Né à Portland en 1907, Norton Simon avait un flair certain, qualité probablement doublée d’une sacrée chance. Il fut un homme d’affaires opiniâtre avant de devenir l’un des plus grands collectionneurs du monde. En 1931, à 26 ans, il rachète une usine d’embouteillage de jus d’orange en faillite pour $7 000 dont il multipliera le chiffre d’affaires de près de 900 % en dix ans. Ce très beau résultat lui permet d’acquérir en 1941 la majorité du capital de la Hunt Brothers Fruit Packing Company, société de production de conserves de fruits et légumes et qui réalise un chiffre d’affaires annuel de plus de $100 millions. La société va alors se spécialiser dans la fabrication de tomates en conserve et plus particulièrement de sauces à base de tomates dont le succès va accroître la fortune de ses actionnaires.

Le collectionneur

Norton Simon achète sa première oeuvre d’art en 1954. C’est un Renoir qu’il acquiert auprès d’une galerie américaine pour $16 000. Et c’est à partir de là que sa boulimie pour la peinture commence : entre 1954 et 1959, il achète pas moins de 84 tableaux. Il s’en suivra un bref répis de deux ans avant que, après s’être dégagé des affaires en restant administrateur de sa société, il achète le stock complet d’une prestigieuse galerie : une réunion de 400 oeuvres.
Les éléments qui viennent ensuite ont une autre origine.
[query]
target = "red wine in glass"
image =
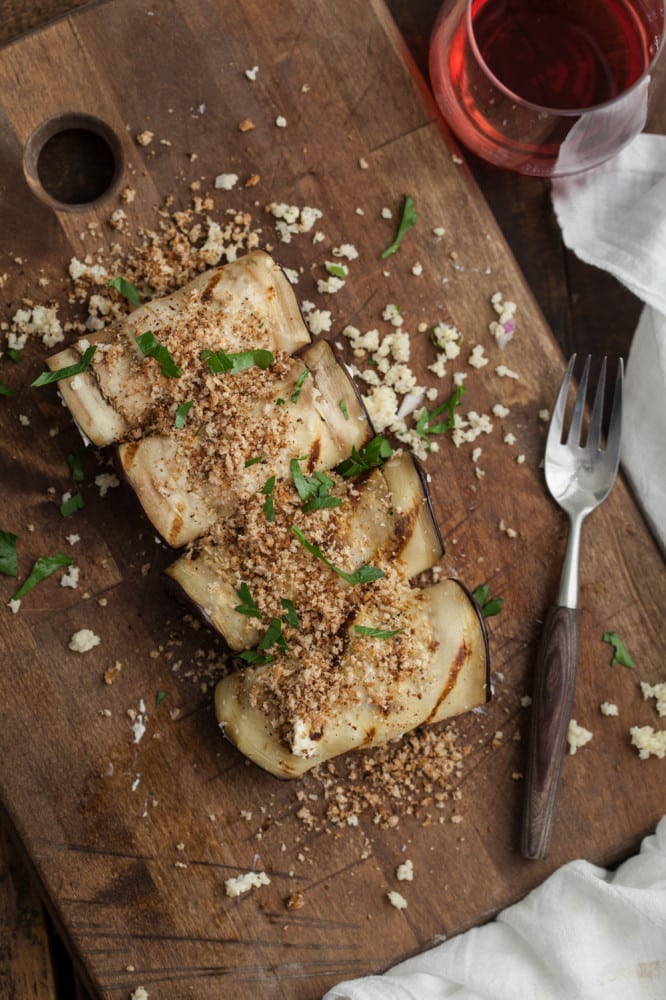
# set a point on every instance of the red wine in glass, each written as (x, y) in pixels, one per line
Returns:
(520, 79)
A partir de 1971, et après un voyage en Asie avec sa nouvelle compagne (l’actrice Jennifer Jones), il commencera une collection d’objets d’art de l’Inde et du Sud-Est asiatique ( présentée aujourd’hui comme l’une des plus importantes dans le genre hors pays d’origine) sans pour autant renoncer à son amour de la peinture et de la sculpture occidentales. D’ailleurs, c’est quelques années plus tard, en 1976 qu’il se retrouve au centre de l’une des plus incroyables histoires du marché de l’art. Cette année-là, la Lefevre Gallery de Londres l’informe qu’elle a en sa possession un ensemble de 70 bronzes de Degas. Le fait est d’autant plus incroyable que ces pièces sont des modèles directement créées à partir de cires originales de Degas par la fonderie qui tira tout les séries suivantes. Ce trésor fut trouvée dans la cave du propriétaire de la fonderie où il avait été oublié pendant cinquante ans. Norton Simon va acquérir le tout pour $ 18,8 millions. Grand admirateur de Degas, Norton Simon possède déjà un tableau de Degas de 1884 intitulé Femmes repassant ainsi q’un pastel Femme se séchant après le bain (1876-1877). Ces deux œuvres ont été respectivement achetées en 1959 et 1964

La collection de peintures et sculptures occidentales (au rez-de-chaussée du musée)

En dehors de l’incroyable qualité des œuvres qui la composent, une des singularités de cette collection privée est de présenter des ensembles cohérents. Pour le cubisme, par exemple, Picasso voisine avec Braque, Gris et Popova. Les œuvres de ces créateurs datent toutes des années 1910. Le prix de l’harmonie revient à l’ensemble de bronzes de Degas où des dizaines de petites danseuses solitaires sont regroupées par mouvements près d’autres sculptures inspirées par les deux autres thèmes de prédilection de Degas : les femmes se lavant et les chevaux avec ou sans cavaliers.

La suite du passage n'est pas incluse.